Strona:PL Leroux - Upiór opery.djvu/167

Ta strona została przepisana.

„Któż jest ten Eryk? — zapytał hrabia Filip, kładąc rękę na ramieniu brata.
„To mój rywal...“
Energicznym ruchem oddalił służbę.
W pokoju pozostał tylko hrabia Filip z bratem.
Jednakże do uszu oddalającego się lokaja doszły te słowa, wypowiedziane z siłą i uporem przez młodego wice-hrabiego:
„Dziś wieczorem uprowadzę Krystynę Daaé!“
Słowa te powtórzone zostały później sędziemu, lecz rozmowa obu braci pozostała tajemnicą. Wiadomem tylko było, że do późnej nocy rozlegały się gniewne, podniesione głosy w pokoju Raula i że hrabia Filip udał się do siebie silnie podrażniony.

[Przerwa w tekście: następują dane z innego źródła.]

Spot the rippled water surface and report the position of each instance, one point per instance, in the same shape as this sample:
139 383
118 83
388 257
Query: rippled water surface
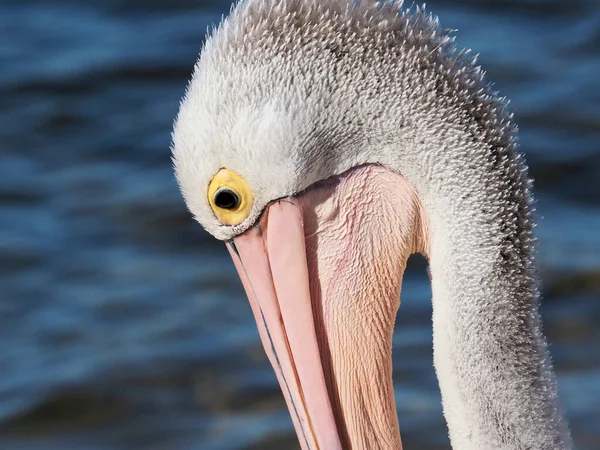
123 325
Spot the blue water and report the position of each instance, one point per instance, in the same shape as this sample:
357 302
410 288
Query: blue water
123 325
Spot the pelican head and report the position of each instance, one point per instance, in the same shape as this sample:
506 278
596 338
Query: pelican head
327 140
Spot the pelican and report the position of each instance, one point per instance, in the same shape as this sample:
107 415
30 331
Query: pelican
325 141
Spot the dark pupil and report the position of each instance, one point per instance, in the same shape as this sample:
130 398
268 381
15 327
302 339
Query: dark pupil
226 199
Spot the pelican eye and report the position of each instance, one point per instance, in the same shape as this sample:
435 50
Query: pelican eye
226 199
230 197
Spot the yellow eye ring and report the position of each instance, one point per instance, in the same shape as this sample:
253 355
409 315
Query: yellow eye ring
230 197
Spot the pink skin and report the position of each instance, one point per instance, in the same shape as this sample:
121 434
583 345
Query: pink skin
323 274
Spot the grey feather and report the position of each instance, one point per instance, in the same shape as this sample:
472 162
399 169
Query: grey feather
290 92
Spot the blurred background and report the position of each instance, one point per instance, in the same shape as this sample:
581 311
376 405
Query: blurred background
123 324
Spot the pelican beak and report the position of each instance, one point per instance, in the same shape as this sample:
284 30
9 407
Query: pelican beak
272 264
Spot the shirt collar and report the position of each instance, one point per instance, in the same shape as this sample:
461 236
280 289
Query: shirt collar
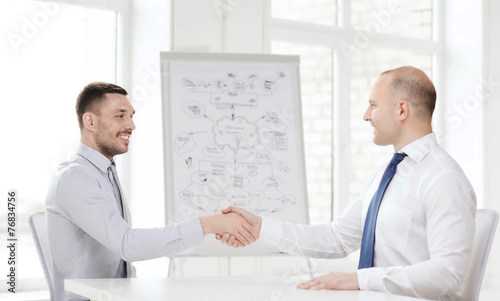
418 149
93 156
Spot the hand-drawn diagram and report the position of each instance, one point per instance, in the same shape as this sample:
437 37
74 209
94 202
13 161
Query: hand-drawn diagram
234 140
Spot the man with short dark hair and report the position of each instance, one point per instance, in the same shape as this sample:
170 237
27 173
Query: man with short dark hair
414 222
87 216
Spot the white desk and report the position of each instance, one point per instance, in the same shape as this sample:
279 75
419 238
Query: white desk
254 288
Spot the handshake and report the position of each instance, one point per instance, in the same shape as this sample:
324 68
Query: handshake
233 226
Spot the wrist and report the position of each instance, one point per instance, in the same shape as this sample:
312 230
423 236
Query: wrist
206 224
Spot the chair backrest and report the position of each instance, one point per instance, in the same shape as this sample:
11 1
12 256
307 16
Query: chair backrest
486 224
38 227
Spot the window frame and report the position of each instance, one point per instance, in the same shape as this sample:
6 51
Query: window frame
335 37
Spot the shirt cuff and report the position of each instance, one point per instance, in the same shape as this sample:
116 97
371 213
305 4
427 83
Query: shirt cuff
271 230
191 232
371 279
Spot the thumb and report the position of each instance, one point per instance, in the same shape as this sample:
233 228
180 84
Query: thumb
227 210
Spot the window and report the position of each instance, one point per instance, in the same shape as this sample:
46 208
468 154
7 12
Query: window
49 52
344 46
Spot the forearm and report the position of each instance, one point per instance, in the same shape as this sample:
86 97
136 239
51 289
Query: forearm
317 241
142 244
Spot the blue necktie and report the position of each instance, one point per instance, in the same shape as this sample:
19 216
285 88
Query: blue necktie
368 241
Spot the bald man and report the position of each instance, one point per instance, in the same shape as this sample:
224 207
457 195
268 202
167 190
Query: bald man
426 218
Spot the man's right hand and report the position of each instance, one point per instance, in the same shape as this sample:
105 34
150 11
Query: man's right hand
254 220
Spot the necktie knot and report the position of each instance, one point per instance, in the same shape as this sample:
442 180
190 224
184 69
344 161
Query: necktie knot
397 158
368 239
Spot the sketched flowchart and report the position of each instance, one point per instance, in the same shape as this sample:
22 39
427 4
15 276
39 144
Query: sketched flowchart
237 164
233 135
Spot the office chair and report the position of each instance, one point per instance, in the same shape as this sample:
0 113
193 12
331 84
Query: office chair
38 227
486 224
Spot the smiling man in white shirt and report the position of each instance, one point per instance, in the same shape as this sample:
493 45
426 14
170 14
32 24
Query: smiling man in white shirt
88 221
426 221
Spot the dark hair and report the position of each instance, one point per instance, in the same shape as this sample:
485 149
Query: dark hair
415 85
92 95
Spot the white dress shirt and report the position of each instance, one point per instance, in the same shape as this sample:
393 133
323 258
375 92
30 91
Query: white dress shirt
88 236
424 231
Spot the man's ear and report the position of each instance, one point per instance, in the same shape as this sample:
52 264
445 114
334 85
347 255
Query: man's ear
89 121
403 109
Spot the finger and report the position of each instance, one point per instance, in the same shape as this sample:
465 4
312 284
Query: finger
224 238
242 235
308 284
228 239
252 233
227 210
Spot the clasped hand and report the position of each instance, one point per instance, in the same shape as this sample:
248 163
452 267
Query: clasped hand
252 223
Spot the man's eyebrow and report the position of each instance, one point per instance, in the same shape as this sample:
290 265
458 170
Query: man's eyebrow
124 111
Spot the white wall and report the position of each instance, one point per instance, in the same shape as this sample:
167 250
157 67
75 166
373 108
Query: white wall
149 34
491 125
471 95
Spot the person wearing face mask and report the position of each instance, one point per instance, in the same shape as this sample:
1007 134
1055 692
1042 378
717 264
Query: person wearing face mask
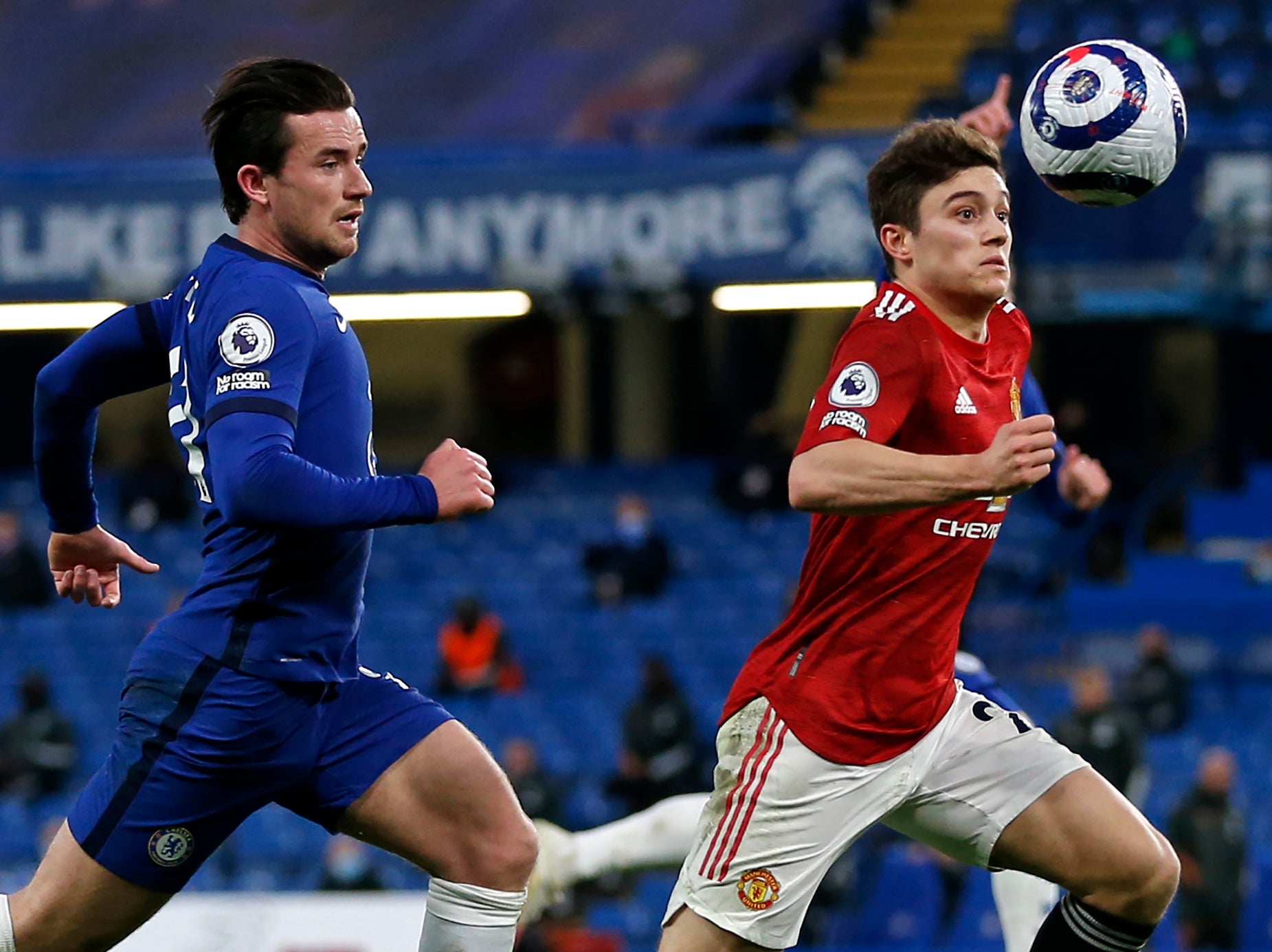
634 562
1209 832
37 745
660 755
346 867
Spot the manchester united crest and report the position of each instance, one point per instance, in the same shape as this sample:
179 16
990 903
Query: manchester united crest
759 889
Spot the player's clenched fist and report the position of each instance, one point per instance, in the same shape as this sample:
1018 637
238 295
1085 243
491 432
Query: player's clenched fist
1020 454
460 479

Na progu, wychodząc, odezwał się głośno:
„A więc to postanowione? Wyjeżdżasz dziś jeszcze z nią? Myślę, że nie zrobisz podobnego głupstwa? Pamiętaj, że zdołam ci w tem przeszkodzić!...“
Scena ta opowiedziana została sędziemu śledczemu przez samego hr. Filipa, który dnia tego jeszcze widział swojego brata w Operze na kilka chwil przed zniknięciem Krystyny.
Raul cały dzień strawił na przygotowaniach.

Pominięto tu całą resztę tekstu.